Terlihat Gwen menghela nafas, meskipun dalam hati dirinya tidak menyukai sambutan yang terlalu lebih ini, namun melihat sorot permintaan di mata karyawannya, akhirnya tidak ada yang bisa dilakukan selain hanya setuju.
“Baiklah.. terserah apa yang akan kalian lakukan. Tapi aku harap, kalian memiliki konsekuensi dengan perkataan kalian. Bersama, kita akan kembangkan perusahaan ini..” akhirnya Gwen hanya bisa mengambil nafas lagi, kemudian berjalan masuk ke dalam ruangannya sendiri.
Baby sitter yang mendorong stroller segera mengikuti masuk ke dalam, namun mereka berpisah. Bersama dengan baby dan baby sitter Cynthia, sudah dibuatkan tempat sendiri di belakang. Semacam baby care, dengan fasilitas yang sangat lengkap. Jadi untuk perempuan manapun yang ikut bekerja di perusahaan itu, tidak akan pernah kehilangan perannya sebagai seorang mommy.
__ADS_1
“Gwen… apakah kamu kenal dengan seseorang dari Indonesia yang Bernama Novi..?” Gwen menghentikan langkah kakinya, dan melihat ke arah Hans.
“Kenapa kamu bertanya tentang nama itu Hans.. Aku dan juga suami Cynthia, bahkan Cynthia juga pernah aku kenalkan, memiliki teman baik ketika kami masih duduk di High Senior School yang bernama Novi..” Gwen mengiyakan.
„Hempphh... pantaslah. Tadi aku buka link tree yang akunnya kamu bagikan padaku, ada pesanan dalam jumlah besar dari perempuan bernama Novi, ketika aku mencoba mengenalnya lebih jauh, perempuan itu malah memintaku untuk bertanya padamu.
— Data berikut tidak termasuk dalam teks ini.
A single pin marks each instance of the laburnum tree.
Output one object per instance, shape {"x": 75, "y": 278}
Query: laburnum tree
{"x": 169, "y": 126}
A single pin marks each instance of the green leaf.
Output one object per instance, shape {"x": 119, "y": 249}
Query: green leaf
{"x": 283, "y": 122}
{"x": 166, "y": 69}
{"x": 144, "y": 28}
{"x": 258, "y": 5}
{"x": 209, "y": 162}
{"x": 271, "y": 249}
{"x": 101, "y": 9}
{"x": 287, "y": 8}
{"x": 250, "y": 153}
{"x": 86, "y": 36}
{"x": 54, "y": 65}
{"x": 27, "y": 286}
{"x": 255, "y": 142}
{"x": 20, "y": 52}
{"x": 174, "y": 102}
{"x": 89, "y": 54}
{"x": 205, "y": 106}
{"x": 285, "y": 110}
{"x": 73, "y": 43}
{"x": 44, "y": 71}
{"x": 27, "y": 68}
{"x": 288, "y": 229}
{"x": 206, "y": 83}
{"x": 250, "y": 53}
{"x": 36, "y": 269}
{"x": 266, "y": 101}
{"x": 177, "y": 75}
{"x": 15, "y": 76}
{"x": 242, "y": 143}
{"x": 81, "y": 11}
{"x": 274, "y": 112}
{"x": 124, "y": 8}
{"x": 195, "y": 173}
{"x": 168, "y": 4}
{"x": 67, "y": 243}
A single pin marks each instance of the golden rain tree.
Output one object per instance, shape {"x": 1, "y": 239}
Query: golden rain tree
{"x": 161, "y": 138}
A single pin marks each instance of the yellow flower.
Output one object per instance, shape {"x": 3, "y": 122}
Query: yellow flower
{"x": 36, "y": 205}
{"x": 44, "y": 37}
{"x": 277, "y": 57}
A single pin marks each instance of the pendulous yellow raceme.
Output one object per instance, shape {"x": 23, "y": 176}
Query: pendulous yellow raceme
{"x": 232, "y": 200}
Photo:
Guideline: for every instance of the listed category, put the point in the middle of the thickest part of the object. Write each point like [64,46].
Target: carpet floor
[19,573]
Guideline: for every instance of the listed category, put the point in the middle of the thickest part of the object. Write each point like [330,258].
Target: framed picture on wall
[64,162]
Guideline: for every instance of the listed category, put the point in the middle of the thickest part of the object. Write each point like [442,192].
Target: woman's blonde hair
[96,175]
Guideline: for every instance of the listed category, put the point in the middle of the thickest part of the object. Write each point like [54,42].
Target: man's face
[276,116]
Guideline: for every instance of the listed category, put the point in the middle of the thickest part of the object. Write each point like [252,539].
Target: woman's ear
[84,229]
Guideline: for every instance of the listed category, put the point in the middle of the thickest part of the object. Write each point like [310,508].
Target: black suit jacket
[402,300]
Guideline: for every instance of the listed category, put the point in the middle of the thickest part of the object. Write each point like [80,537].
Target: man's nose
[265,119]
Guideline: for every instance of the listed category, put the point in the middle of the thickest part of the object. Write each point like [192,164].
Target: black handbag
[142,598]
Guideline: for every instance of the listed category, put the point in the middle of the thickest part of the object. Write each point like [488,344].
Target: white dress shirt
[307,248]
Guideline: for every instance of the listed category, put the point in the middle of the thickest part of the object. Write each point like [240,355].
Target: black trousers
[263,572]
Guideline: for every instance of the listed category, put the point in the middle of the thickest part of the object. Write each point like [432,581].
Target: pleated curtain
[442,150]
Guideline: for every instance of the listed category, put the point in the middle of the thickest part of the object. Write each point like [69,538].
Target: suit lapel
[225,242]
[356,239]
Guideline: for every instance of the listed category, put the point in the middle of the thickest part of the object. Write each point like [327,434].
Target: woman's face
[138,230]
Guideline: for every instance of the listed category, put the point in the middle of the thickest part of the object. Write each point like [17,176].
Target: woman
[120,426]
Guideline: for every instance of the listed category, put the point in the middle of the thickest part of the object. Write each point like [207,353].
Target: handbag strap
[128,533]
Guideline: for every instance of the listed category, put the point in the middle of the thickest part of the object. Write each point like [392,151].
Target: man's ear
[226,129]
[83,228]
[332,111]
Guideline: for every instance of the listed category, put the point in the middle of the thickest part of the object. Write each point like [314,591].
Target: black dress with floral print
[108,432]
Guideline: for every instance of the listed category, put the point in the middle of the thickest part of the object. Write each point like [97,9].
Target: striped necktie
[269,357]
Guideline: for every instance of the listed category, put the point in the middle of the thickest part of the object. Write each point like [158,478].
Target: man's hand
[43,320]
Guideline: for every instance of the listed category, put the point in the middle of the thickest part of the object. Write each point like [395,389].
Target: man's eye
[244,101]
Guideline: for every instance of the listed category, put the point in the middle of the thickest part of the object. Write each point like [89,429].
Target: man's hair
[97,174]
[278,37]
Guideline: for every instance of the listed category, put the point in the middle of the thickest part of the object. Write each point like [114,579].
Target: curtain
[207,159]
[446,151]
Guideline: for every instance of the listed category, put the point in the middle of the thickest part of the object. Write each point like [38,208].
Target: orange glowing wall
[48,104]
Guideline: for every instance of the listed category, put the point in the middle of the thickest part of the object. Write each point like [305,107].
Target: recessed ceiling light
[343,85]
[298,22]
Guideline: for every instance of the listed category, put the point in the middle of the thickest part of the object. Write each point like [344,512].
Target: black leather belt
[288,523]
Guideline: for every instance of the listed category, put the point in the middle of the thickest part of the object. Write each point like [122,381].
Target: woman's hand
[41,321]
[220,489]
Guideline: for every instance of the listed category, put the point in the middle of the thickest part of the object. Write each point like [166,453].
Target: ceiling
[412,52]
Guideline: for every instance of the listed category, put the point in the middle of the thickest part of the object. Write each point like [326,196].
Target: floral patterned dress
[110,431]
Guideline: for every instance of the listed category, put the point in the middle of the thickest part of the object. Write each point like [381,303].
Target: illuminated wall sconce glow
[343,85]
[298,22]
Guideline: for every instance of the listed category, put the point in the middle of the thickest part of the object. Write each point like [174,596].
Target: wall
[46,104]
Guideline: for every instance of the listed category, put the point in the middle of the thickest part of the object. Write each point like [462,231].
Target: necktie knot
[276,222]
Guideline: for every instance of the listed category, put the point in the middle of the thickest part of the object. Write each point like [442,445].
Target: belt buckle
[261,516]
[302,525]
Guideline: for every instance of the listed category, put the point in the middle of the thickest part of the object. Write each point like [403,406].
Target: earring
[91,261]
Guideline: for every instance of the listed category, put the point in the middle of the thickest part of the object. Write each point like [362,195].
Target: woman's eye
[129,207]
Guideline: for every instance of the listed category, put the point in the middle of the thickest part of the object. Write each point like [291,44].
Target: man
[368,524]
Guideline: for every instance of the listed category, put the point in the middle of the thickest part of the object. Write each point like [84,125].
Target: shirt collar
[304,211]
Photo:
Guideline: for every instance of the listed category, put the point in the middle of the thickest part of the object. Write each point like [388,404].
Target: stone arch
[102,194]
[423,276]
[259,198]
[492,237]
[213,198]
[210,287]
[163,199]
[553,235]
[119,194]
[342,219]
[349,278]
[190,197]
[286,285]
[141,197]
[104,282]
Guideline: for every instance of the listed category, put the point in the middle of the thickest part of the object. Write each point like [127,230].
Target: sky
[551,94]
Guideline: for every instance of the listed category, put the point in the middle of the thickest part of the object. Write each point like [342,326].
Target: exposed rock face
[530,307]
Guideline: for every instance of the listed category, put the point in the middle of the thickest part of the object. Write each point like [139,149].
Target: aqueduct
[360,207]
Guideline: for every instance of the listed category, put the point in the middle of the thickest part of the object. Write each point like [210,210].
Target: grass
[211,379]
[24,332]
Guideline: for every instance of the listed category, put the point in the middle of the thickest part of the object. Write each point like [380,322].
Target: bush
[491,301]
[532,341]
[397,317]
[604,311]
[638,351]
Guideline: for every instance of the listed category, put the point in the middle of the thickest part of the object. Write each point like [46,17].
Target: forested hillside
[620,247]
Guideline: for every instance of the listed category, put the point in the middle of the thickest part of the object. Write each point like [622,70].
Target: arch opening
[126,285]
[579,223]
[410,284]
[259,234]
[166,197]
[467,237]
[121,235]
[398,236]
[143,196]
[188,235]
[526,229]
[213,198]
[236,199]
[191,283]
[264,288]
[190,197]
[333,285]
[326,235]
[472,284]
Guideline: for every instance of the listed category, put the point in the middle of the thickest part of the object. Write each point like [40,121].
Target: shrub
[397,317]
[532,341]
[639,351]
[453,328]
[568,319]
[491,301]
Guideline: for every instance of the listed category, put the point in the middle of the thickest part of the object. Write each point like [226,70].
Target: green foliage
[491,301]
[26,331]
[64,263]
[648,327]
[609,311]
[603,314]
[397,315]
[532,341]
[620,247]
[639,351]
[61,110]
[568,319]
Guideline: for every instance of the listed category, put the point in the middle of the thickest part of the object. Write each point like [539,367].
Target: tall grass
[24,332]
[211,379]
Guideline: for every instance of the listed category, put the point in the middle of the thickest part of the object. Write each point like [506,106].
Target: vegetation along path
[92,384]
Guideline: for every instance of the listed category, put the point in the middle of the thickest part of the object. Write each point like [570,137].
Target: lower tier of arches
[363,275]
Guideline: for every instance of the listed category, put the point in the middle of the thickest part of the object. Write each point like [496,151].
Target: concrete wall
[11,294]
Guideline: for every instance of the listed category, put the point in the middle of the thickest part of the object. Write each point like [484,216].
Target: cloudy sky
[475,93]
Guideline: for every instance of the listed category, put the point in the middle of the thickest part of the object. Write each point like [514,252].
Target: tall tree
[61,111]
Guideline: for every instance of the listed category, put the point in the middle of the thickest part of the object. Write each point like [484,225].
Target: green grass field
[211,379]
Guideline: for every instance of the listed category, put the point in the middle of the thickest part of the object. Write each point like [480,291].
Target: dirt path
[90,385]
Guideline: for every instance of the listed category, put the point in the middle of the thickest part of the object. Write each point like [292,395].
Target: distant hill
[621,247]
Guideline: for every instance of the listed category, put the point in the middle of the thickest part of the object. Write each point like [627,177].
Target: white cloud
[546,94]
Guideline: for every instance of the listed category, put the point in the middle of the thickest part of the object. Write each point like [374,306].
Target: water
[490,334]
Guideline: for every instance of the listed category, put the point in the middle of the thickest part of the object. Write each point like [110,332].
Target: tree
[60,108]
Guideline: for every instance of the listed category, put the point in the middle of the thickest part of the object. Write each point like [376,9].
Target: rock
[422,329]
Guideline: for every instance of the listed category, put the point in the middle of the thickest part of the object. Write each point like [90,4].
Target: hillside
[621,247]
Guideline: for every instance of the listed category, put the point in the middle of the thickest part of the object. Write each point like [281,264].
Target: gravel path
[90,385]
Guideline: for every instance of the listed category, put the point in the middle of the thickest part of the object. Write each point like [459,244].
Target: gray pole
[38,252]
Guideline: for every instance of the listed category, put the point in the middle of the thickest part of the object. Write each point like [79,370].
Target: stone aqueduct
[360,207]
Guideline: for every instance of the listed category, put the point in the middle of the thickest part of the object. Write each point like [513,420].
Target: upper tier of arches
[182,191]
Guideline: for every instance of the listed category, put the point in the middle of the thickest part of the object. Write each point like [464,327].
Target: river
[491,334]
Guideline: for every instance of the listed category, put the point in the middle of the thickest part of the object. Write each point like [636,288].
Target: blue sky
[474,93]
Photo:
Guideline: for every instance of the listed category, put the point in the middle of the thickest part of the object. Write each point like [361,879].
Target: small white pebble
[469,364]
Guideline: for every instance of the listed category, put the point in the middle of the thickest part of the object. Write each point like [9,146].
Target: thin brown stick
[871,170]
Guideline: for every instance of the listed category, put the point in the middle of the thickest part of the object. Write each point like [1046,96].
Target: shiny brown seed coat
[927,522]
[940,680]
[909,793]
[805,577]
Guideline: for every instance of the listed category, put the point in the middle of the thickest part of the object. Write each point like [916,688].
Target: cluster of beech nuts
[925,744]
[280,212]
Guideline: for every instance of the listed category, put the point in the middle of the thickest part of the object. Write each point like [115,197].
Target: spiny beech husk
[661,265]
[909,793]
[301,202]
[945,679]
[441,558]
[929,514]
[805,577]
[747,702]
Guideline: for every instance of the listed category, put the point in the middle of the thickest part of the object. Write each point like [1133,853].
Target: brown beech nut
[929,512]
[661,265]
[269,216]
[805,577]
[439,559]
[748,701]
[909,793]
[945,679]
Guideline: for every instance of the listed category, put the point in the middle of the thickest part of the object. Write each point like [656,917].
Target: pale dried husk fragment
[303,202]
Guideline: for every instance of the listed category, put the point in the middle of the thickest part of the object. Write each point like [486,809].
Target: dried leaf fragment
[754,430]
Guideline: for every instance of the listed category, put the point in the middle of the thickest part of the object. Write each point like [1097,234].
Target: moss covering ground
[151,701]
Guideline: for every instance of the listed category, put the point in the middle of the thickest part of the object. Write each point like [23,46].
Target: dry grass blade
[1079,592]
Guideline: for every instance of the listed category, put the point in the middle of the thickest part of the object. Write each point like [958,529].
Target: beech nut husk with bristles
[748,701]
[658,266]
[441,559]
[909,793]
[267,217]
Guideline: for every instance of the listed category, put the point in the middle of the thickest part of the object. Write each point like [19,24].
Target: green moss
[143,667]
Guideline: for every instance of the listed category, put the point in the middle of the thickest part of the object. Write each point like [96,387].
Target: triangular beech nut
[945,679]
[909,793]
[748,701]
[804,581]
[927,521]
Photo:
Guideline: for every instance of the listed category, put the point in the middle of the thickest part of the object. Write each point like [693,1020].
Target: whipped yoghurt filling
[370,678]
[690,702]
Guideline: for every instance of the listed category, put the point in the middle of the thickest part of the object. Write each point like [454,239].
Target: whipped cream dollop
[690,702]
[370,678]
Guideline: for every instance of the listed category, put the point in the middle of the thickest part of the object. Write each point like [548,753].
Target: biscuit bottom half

Tidak sopan sebenarnya, tapi ya sudahlah..” terlihat Hans kena mental terhadap sikap Novi.
“Ha.. ha.. ha… Hans, Hans.. Santailah… sebelum perusahaan ini terbentuk, Novi sudah menjadi pelanggan tetapku. Bekerja sama dengan suaminya, Novi ikut bekerja secara free lancer tanpa dibayar. Novi merekomendasikan karya desain interior yang aku buat, pada koleganya dan juga kolega suaminya. Tidak perlu lagi kamu minta datanya, aku sudah memilikinya..” Gwen malah tertawa menanggapi grundelan Hans.
„Ga lucu tahu.. Ada orang lagi jengkel, malah ditertawakan..” Hans terlihat kesal, meskipun akhirnya ikut tersenyum juga.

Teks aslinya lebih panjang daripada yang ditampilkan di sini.